Police crowd City Hall to plead case
A long-simmering dispute between Waltham police officers and their leadership erupted into public view this week as more than 85 officers appeared before the City Council after a march from St. Mary's Catholic Church, several blocks away.
Monday's demonstration was a show of support for a sergeant who has been barred from returning from sick leave, but union officials said it also served to release frustration that has been building in the year since an outside investigator, hired by the city, filed a report sharply critical of the department's management.
The council's longest-serving member, Kathleen McMenimen, said such a display was "unprecedented" in her 34-year tenure.
Members of the Superior Officers' Union and the Waltham Patrolmen's Union attended the meeting wearing navy-blue jackets and shirts embroidered with their union's insignia. Their numbers filled the council chamber's seats and spilled into the hallway.
"We are here today to show our support for a member of the Superior Officers' Union who has been grievously mistreated by the top two managers in the Waltham Police Department," said Susan Horwitz, a lawyer representing the union. "We have received numerous documents corroborating this horrific mismanagement of this officer's case, all of which has been ignored by the two top managers of the Police Department."
Horwitz was allowed to address the council after Councilor Paul J. Brasco obtained his fellow members' unanimous consent to resume discussion of the Rutherford report, as last year's police probe is informally known.
Mayor Jeannette McCarthy hired consultant Warren J. Rutherford early last year to review allegations of wrongdoing within the department. Police Chief Edward J. Drew and Deputy Chief Keith MacPherson were criticized in the report for giving preferential treatment to relatives on the force, namely Drew's two daughters and a son-in-law, and MacPherson's daughter.
McCarthy said she forwarded the report to the State Ethics Commission for further investigation. But the commission, in keeping with its policy, would not confirm or deny that it is investigating the matter.
Horwitz noted that although both unions cooperated in Rutherford's investigation, they had yet to be contacted by the Ethics Commission.
"Our patience is wearing thin," she continued. "We cannot stand idly by and await the constant delays. The lives of our members cannot continue under this cloud."

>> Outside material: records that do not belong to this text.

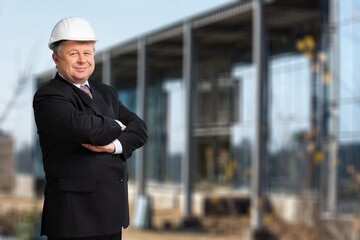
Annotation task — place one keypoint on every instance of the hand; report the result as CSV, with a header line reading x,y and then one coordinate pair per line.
x,y
110,148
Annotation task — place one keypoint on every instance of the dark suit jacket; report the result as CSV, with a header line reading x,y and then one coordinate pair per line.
x,y
85,192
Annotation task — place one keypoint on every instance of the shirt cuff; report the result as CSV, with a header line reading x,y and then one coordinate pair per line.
x,y
118,146
121,125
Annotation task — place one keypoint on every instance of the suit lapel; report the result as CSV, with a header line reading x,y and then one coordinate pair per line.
x,y
87,100
83,96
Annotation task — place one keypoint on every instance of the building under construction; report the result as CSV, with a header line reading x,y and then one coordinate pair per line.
x,y
251,99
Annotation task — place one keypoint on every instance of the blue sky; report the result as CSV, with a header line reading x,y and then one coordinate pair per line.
x,y
26,26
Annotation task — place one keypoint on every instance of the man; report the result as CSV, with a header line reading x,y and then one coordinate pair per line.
x,y
85,138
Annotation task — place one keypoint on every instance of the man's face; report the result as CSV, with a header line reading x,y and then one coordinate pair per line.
x,y
76,60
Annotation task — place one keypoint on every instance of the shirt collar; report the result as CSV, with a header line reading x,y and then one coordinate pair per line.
x,y
78,85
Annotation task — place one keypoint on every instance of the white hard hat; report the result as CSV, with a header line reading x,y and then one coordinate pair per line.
x,y
72,28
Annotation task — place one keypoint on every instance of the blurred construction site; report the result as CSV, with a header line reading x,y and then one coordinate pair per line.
x,y
252,111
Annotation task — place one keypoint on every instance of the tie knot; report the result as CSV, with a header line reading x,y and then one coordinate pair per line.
x,y
86,89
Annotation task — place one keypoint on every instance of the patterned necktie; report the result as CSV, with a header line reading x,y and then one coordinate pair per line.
x,y
86,89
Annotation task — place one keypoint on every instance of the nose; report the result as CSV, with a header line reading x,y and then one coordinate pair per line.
x,y
81,58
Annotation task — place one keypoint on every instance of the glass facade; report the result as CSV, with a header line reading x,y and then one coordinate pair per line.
x,y
349,104
298,109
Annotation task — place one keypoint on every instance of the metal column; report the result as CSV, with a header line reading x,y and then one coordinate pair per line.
x,y
106,72
259,151
188,121
141,79
143,209
334,108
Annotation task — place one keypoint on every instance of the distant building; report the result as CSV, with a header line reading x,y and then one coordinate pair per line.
x,y
7,163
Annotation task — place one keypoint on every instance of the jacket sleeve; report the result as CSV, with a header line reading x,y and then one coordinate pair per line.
x,y
57,115
135,134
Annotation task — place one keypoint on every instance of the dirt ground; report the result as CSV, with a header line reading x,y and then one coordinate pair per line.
x,y
167,225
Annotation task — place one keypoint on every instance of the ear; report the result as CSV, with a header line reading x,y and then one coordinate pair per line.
x,y
55,58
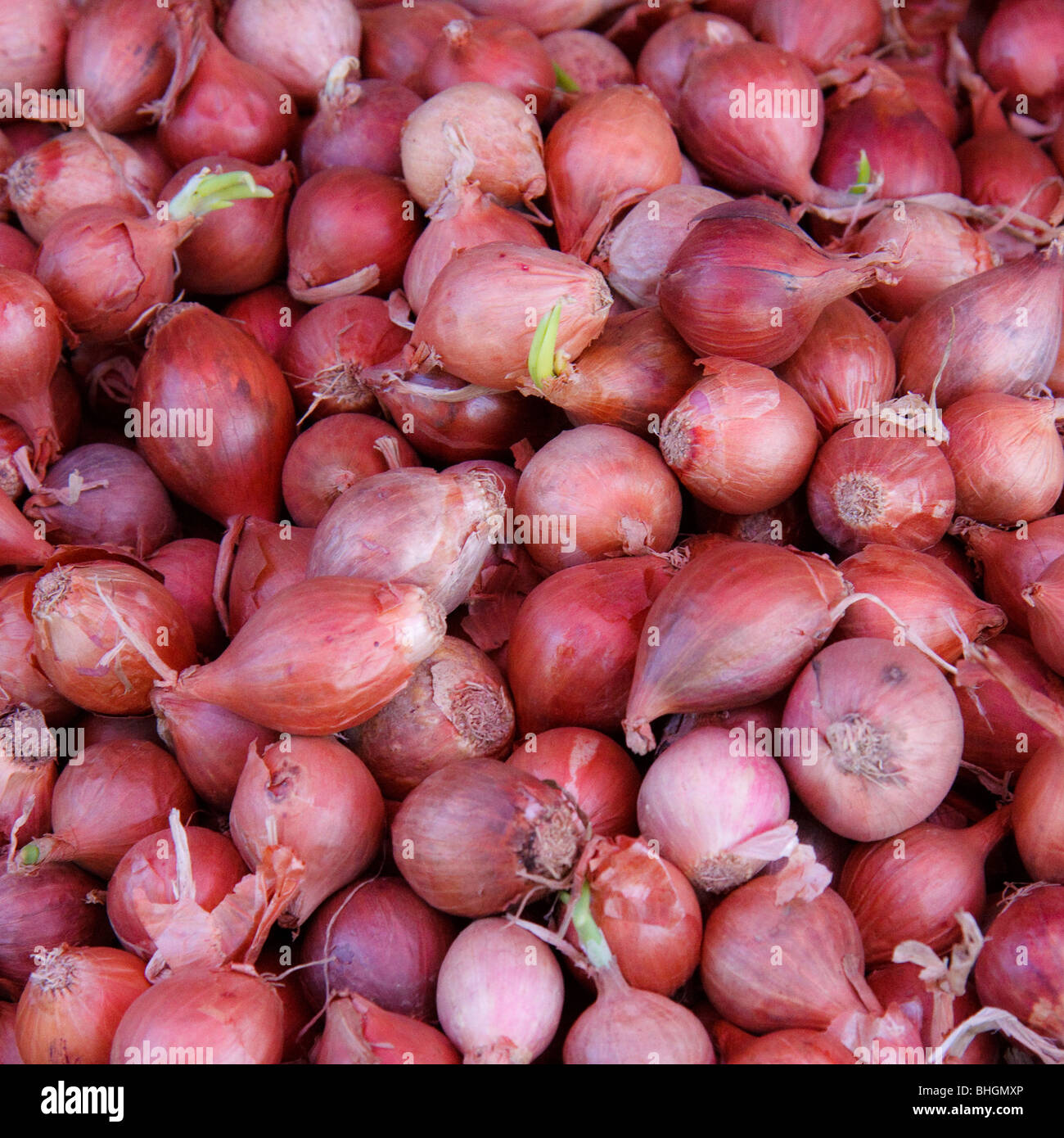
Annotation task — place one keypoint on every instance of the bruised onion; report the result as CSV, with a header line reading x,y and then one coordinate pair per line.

After the meeting, the Patrolmen's Union lawyer, Bryan C. Decker, said the treatment of the sergeant was the final straw after a year of inaction over the Rutherford report.
"In general, the atmosphere and the morale in the department is commensurate with how out of whack this is," said Decker. "I've never seen a department that's so out of whack in my 15 years of doing this."
No one at the meeting revealed the names of the officer who had been mistreated, but a check of court documents showed that Sergeant Timothy Maher filed a discrimination lawsuit in May 2006. It alleges that Drew and MacPherson barred him from returning to work after a sick leave. The city is also named in the lawsuit, which states that "numerous medical providers" had examined Maher and judged him capable of returning to work. City doctors disagreed.
According to documents filed in Middlesex County Superior Court, Maher suffered a stroke in April 2000 and spent about three weeks on medical leave. He then returned to work, "performing his job capably," his lawsuit states, until he again went on medical leave in June 2003 for depression. Two years later, Maher was told he would not be allowed back to work because of "alleged neurocognitive deficits related to his stroke and/or depression," according to the complaint.
The filing goes on to say that Maher's doctors, in examinations conducted since 2003, have determined that he is capable of returning to duty.
The civil lawsuit is asking for $120,000 in lost wages and $400,000 in punitive damages.
A key element in Maher's case is based on another allegation outlined in court documents -- that the city, Drew, and MacPherson inconsistently applied policies relating to medical leave.
"In several instances, Chief Drew and Deputy Chief MacPherson have allowed other individuals to return from medical leave or even not to be put out on medical leave at all, after medical conditions much more serious than Mr. Maher's. One example of this is Deputy Chief MacPherson himself, who was not required to go out on medical leave and was kept on full duty, despite a serious medical condition," according to a motion made by Maher's lawyers.
In a deposition taken from MacPherson on Jan. 30, he acknowledges that he had an automatic implantable cardioverter defibrillator, or ICD, implanted in his chest. The device is used to monitor and correct heartbeat abnormalities.
According to the Massachusetts Fire and Police Initial Hire Medical Standards, implantation of such a device is a category A condition, which means that it would "preclude an individual from performing the essential job functions of a municipal police officer, or present a significant risk to the safety and health of that individual or others."
The City Council agreed to hold an executive session with the mayor and the police chief at its next meeting, May 7, to discuss the unions' concerns.
"For the first time since all this has happened, the City Council and I are on the same page," McCarthy said after the meeting. "Let's get together and resolve the problems."